Noutro continente e de acordo com o relatório do US National Security Committee, verifica-se que os países africanos ao sul do Sahara já são responsáveis por 16 por cento das importações americanas de petróleo, esperando-se que possam vir a atingir os 25 por cento em 2015, graças às descobertas off-shore na África Ocidental e à construção do oleoduto que ligará o sul do Tchad aos portos atlânticos.
Dos 8 biliões de barris de reservas provadas, descobertas durante o ano 2001, cerca de 7 biliões estão localizados no Golfo da Guiné, dos quais 4 biliões em águas territoriais partilhadas entre São Tomé e a Nigéria.. Neste mesmo ano, a região atingiu a produção de 4,5 milhões de barris/dia. Lembre-se que a Rússia está a produzir actualmente 7,6 milhões de barris/dia e a Arábia Saudita um pouco mais de 9 milhões.
O petróleo africano apresenta a vantagem acrescida da maior facilidade de transporte, (apenas a um dia de viagem dos Estados Unidos) em relação ao do Golfo Pérsico ou ao do Mar Cáspio. Ademais, o petróleo do Golfo da Guiné contem baixo teor de enxofre e parece muito fácil de converter em combustível para motores de explosão.

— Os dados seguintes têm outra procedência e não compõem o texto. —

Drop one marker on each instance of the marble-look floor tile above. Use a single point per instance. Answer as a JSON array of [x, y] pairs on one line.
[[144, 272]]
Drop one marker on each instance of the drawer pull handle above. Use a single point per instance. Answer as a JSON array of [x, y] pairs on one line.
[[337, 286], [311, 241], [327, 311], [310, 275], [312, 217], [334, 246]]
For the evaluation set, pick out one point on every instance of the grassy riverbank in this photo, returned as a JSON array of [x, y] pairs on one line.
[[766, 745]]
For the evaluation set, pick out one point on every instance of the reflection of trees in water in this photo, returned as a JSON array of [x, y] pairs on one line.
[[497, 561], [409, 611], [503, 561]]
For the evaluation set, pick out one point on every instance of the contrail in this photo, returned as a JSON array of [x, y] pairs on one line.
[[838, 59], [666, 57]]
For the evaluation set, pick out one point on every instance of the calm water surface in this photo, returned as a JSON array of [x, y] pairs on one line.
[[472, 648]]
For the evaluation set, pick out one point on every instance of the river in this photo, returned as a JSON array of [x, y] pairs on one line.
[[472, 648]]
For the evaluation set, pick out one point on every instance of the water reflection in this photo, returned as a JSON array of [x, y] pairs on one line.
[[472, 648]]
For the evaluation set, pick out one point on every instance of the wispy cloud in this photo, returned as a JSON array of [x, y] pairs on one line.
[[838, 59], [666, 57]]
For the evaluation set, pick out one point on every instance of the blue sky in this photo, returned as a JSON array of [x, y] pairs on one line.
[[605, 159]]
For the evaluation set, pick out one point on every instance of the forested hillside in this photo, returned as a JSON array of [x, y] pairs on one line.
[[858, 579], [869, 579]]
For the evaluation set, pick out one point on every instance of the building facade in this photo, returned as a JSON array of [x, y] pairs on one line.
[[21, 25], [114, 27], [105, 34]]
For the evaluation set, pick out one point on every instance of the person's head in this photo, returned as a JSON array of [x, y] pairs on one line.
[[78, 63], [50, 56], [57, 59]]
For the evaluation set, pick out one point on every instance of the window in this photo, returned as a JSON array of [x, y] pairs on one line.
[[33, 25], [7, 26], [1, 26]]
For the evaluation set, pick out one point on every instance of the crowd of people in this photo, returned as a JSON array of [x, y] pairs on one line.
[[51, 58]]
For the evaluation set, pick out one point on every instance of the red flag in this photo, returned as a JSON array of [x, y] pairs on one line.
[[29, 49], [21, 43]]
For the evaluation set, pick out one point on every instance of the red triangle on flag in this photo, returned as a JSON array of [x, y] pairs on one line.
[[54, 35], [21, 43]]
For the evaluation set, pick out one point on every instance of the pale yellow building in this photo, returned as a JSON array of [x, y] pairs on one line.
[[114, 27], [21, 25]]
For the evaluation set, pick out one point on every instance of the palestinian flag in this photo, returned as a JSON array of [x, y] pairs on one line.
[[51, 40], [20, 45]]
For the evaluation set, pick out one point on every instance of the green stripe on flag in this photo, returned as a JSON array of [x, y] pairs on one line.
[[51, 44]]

De acordo com a Petroleum Finance Company, espera-se que a Nigéria venha a aumentar a sua produção até atingir, em 2007, os 3 milhões de barris/dia, enquanto Angola projecta duplicar até atingir os 2 milhões e o Tchad poderá atingir os 225.000 b/d, quando o oleoduto que atravessa os Camarões estiver concluído em 2004 (custo estimado em USD 3,5 biliões). A produção da Guiné Equatorial também poderá duplicar nos próximos três anos, até atingir os 350.000 b/d.

Ver Quadro 2


Não há sombra de dúvida que a crescente necessidade de recursos energéticos para satisfação do desenvolvimento económico sustentado, continuará a exigir os maiores esforços para a sua regular obtenção.
As regiões industrializadas, nomeadamente os Estados Unidos, a Europa Ocidental e o Japão, encontram-se na posição de dependência da importação desta estratégica matéria, só suficientemente disponível em regiões não industrializadas ou em vias de desenvolvimento industrial, como seja o Médio Oriente, a Rússia Oriental, a África Ocidental ou Setentrional, ou mesmo o norte da América Latina.
Não esquecendo que a China, com os seus 25 por cento da população mundial e uma das maiores taxas de desenvolvimento económico conseguido nos últimos anos, apesar dos seus importantes recursos próprios em gás natural, também depende das importações de petróleo bruto para a continuidade do desenvolvimento.